From Times Staff and Wire Reports

Margaret (Bobo) MacDonald, nanny, dresser and confidante of Queen Elizabeth II, has died at her home in Buckingham Palace. She was 89 and died Wednesday night in her rooms filled with the queen’s dresses, coats and ceremonial outfits.

Her nickname, Bobo, is thought to have been the first word the queen uttered. Miss MacDonald, in turn, was said to have been the only person outside the Royal Family allowed to call the queen by her nickname, “Lilibet.”

At her death, Miss MacDonald had served the queen for 67 years, first as nursemaid in Elizabeth’s infancy, then as dresser, looking after the queen’s clothes and jewels.

A Buckingham Palace spokesman said: “The queen is naturally very sad about the news.”


The Scots-born daughter of a farmer, Miss MacDonald was under-nurse in the household of Elizabeth’s parents, the Duke and Duchess of York, before the duke became King George VI.

She took charge of Elizabeth when her sister Princess Margaret was born in 1930, and the nurse and the princess shared a bedroom until Elizabeth was 11 years old.

The nurse was featured in Elizabeth’s childhood essays, including one about the morning of her father’s coronation in 1937.

“I leapt out of bed and so did Bobo. We put on dressing gowns and shoes and Bobo made me put on an eiderdown as it was cold and we crouched in the window looking on to a cold, misty morning,” the princess wrote.


Miss MacDonald accompanied Princess Elizabeth and Prince Philip on their honeymoon in 1947.

When King George VI bade farewell to his daughter when she flew to Kenya in 1952, he said to Miss MacDonald: “Look after the princess for me, Bobo.” The king died while Elizabeth was away.

In her 80s, Miss MacDonald still woke her mistress with a cup of tea, ran her bath and laid out her clothes and jewelry.

On Miss MacDonald’s birthday each year, the queen is believed to have returned the favor and took her dresser a cup of tea.
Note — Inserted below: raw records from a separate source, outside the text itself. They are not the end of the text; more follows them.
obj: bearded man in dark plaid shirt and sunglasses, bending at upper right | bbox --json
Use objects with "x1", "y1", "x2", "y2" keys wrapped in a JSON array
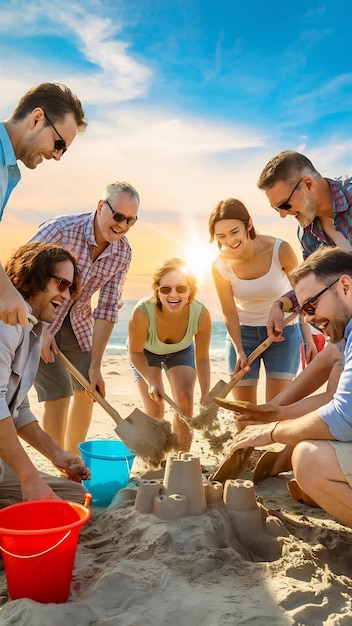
[{"x1": 257, "y1": 150, "x2": 352, "y2": 341}]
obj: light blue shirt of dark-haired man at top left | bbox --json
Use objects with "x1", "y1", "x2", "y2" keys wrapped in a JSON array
[{"x1": 0, "y1": 122, "x2": 21, "y2": 221}]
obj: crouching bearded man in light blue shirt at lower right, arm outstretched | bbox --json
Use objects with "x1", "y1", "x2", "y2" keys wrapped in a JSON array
[{"x1": 231, "y1": 247, "x2": 352, "y2": 527}]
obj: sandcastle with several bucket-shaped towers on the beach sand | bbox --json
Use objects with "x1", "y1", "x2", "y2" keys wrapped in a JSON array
[{"x1": 135, "y1": 452, "x2": 289, "y2": 560}]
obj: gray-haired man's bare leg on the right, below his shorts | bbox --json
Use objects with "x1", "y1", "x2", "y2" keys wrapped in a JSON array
[{"x1": 64, "y1": 390, "x2": 93, "y2": 454}]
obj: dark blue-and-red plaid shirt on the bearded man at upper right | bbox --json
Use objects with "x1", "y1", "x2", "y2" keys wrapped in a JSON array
[{"x1": 285, "y1": 177, "x2": 352, "y2": 310}]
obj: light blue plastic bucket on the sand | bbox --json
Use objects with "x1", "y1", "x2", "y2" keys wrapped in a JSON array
[{"x1": 78, "y1": 439, "x2": 135, "y2": 506}]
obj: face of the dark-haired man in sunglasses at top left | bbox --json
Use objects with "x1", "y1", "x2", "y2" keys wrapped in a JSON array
[{"x1": 16, "y1": 107, "x2": 78, "y2": 169}]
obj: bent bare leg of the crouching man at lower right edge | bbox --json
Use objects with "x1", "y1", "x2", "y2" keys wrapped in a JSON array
[{"x1": 292, "y1": 441, "x2": 352, "y2": 528}]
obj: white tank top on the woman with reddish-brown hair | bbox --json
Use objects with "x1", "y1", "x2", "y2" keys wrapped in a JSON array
[{"x1": 215, "y1": 239, "x2": 297, "y2": 326}]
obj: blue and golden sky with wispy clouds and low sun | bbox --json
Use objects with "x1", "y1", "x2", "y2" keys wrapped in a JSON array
[{"x1": 0, "y1": 0, "x2": 352, "y2": 314}]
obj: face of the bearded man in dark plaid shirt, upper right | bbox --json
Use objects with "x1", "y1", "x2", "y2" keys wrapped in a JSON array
[{"x1": 265, "y1": 176, "x2": 316, "y2": 228}]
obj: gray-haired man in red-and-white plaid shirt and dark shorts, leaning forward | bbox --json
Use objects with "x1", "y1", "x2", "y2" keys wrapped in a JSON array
[{"x1": 31, "y1": 181, "x2": 139, "y2": 453}]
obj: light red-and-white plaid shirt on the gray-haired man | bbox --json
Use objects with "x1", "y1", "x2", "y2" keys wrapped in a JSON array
[{"x1": 31, "y1": 212, "x2": 132, "y2": 352}]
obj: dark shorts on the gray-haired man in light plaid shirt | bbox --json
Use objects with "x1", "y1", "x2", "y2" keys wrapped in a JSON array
[{"x1": 34, "y1": 313, "x2": 92, "y2": 402}]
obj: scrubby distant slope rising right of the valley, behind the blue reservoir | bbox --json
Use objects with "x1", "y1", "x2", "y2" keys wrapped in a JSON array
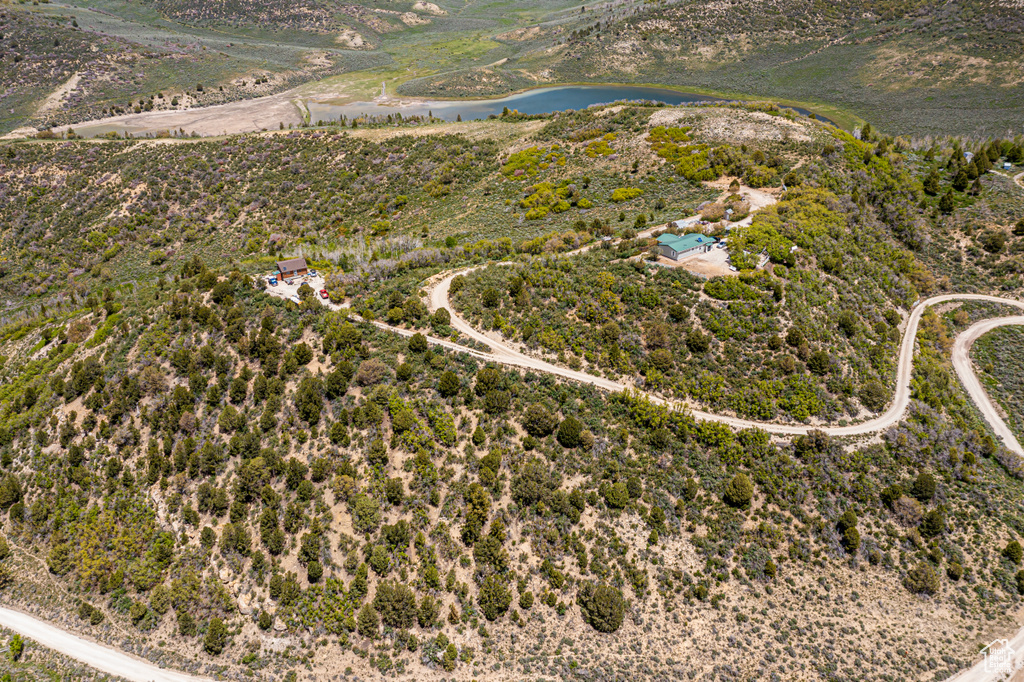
[{"x1": 401, "y1": 0, "x2": 1024, "y2": 134}]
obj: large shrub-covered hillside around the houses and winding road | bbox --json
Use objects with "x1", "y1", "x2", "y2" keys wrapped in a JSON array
[{"x1": 0, "y1": 105, "x2": 1024, "y2": 682}]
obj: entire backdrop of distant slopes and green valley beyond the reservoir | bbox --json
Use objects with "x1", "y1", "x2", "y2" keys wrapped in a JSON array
[{"x1": 0, "y1": 0, "x2": 1024, "y2": 135}]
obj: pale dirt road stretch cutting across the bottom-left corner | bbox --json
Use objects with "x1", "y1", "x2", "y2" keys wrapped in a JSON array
[{"x1": 0, "y1": 606, "x2": 212, "y2": 682}]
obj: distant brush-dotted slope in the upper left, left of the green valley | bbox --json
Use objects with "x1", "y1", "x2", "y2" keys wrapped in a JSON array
[{"x1": 0, "y1": 2, "x2": 389, "y2": 134}]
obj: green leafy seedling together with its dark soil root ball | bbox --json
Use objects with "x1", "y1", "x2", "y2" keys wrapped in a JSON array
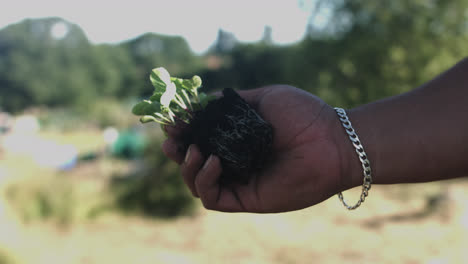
[{"x1": 132, "y1": 68, "x2": 273, "y2": 184}]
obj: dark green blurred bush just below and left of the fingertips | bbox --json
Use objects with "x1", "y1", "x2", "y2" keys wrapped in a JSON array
[{"x1": 111, "y1": 135, "x2": 195, "y2": 217}]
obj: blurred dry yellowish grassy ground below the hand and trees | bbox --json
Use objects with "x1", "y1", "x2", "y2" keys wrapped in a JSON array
[{"x1": 0, "y1": 129, "x2": 468, "y2": 264}]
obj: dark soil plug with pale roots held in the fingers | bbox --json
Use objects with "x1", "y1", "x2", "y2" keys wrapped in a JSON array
[{"x1": 183, "y1": 89, "x2": 273, "y2": 184}]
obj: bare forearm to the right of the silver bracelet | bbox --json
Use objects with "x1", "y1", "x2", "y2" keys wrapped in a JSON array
[{"x1": 348, "y1": 59, "x2": 468, "y2": 185}]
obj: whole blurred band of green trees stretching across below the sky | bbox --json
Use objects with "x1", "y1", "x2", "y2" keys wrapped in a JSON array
[{"x1": 0, "y1": 0, "x2": 468, "y2": 112}]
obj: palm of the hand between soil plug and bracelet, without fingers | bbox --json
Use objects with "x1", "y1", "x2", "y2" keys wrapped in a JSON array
[{"x1": 220, "y1": 86, "x2": 340, "y2": 212}]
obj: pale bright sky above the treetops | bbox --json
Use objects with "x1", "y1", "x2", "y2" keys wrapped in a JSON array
[{"x1": 0, "y1": 0, "x2": 311, "y2": 53}]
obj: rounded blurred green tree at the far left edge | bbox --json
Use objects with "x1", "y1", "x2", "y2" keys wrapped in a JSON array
[{"x1": 0, "y1": 18, "x2": 92, "y2": 111}]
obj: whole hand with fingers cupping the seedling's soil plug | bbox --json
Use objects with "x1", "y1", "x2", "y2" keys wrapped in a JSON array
[{"x1": 163, "y1": 85, "x2": 352, "y2": 213}]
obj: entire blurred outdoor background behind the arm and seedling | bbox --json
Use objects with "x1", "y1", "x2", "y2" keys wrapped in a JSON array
[{"x1": 0, "y1": 0, "x2": 468, "y2": 264}]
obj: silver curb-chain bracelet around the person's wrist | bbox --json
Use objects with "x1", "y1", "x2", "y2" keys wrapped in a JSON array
[{"x1": 335, "y1": 107, "x2": 372, "y2": 210}]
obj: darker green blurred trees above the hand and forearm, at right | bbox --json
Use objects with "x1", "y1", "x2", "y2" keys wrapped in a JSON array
[{"x1": 200, "y1": 0, "x2": 468, "y2": 107}]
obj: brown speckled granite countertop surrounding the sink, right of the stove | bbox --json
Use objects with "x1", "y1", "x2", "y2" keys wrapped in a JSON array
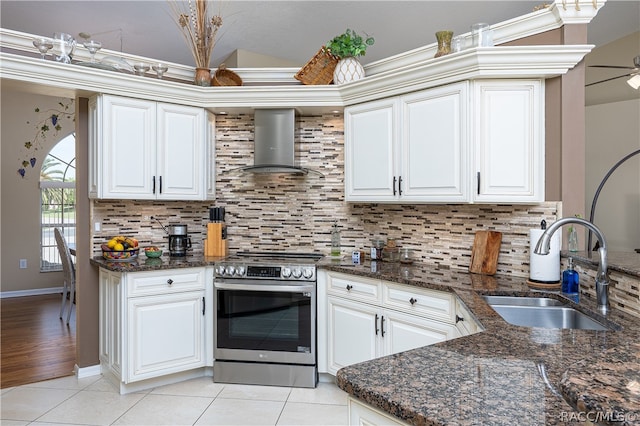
[{"x1": 320, "y1": 261, "x2": 640, "y2": 425}]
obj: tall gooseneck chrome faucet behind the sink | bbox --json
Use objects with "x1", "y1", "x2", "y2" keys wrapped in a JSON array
[{"x1": 534, "y1": 217, "x2": 609, "y2": 315}]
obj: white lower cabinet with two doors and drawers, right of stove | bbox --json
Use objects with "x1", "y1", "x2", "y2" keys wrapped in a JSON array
[{"x1": 318, "y1": 272, "x2": 461, "y2": 375}]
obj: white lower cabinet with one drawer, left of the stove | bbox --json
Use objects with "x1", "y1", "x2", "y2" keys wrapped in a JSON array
[{"x1": 100, "y1": 268, "x2": 213, "y2": 393}]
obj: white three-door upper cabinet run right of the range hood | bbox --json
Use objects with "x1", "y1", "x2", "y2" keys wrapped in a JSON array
[{"x1": 345, "y1": 79, "x2": 544, "y2": 203}]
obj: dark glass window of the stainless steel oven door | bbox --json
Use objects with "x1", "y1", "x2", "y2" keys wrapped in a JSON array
[{"x1": 216, "y1": 290, "x2": 312, "y2": 353}]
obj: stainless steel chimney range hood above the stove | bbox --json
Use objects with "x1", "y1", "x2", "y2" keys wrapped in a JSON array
[{"x1": 232, "y1": 108, "x2": 324, "y2": 177}]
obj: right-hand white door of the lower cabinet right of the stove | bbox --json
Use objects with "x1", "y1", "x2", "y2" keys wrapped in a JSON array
[{"x1": 380, "y1": 310, "x2": 460, "y2": 355}]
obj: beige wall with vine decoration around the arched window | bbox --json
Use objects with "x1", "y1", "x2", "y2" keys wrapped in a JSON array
[{"x1": 0, "y1": 88, "x2": 75, "y2": 293}]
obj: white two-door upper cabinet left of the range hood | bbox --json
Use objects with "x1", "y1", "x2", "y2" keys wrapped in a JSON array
[{"x1": 89, "y1": 95, "x2": 214, "y2": 200}]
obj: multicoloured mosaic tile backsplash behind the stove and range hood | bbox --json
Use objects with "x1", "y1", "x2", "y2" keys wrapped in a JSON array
[{"x1": 92, "y1": 114, "x2": 561, "y2": 277}]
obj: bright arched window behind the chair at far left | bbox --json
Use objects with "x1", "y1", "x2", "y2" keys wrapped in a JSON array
[{"x1": 40, "y1": 133, "x2": 76, "y2": 272}]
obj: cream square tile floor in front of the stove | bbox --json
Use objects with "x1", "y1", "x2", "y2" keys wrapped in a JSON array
[{"x1": 0, "y1": 376, "x2": 348, "y2": 426}]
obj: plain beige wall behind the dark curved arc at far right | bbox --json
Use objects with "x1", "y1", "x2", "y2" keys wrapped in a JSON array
[{"x1": 585, "y1": 98, "x2": 640, "y2": 252}]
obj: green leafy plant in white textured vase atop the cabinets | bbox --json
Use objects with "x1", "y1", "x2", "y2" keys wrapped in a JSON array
[{"x1": 326, "y1": 29, "x2": 375, "y2": 84}]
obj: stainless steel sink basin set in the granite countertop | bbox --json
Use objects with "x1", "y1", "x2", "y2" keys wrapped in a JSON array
[{"x1": 484, "y1": 296, "x2": 611, "y2": 330}]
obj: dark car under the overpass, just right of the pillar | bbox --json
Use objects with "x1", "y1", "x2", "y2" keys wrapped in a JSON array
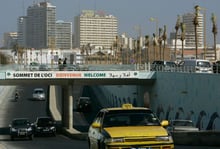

“In her later years, Bobo held a unique position in Buckingham Palace, having her own suite, no duties and enjoying a closer personal friendship with the queen than practically anyone else, including some of the queen’s closest relatives,” Douglas Keay wrote in his biography of the queen.

The queen, 67, made Miss MacDonald a lieutenant of the Royal Victorian Order in 1986.

Miss MacDonald, who never married, is survived by her sister, Ruby, who has also been a member of the royal household since the 1930s. Funeral plans were not announced.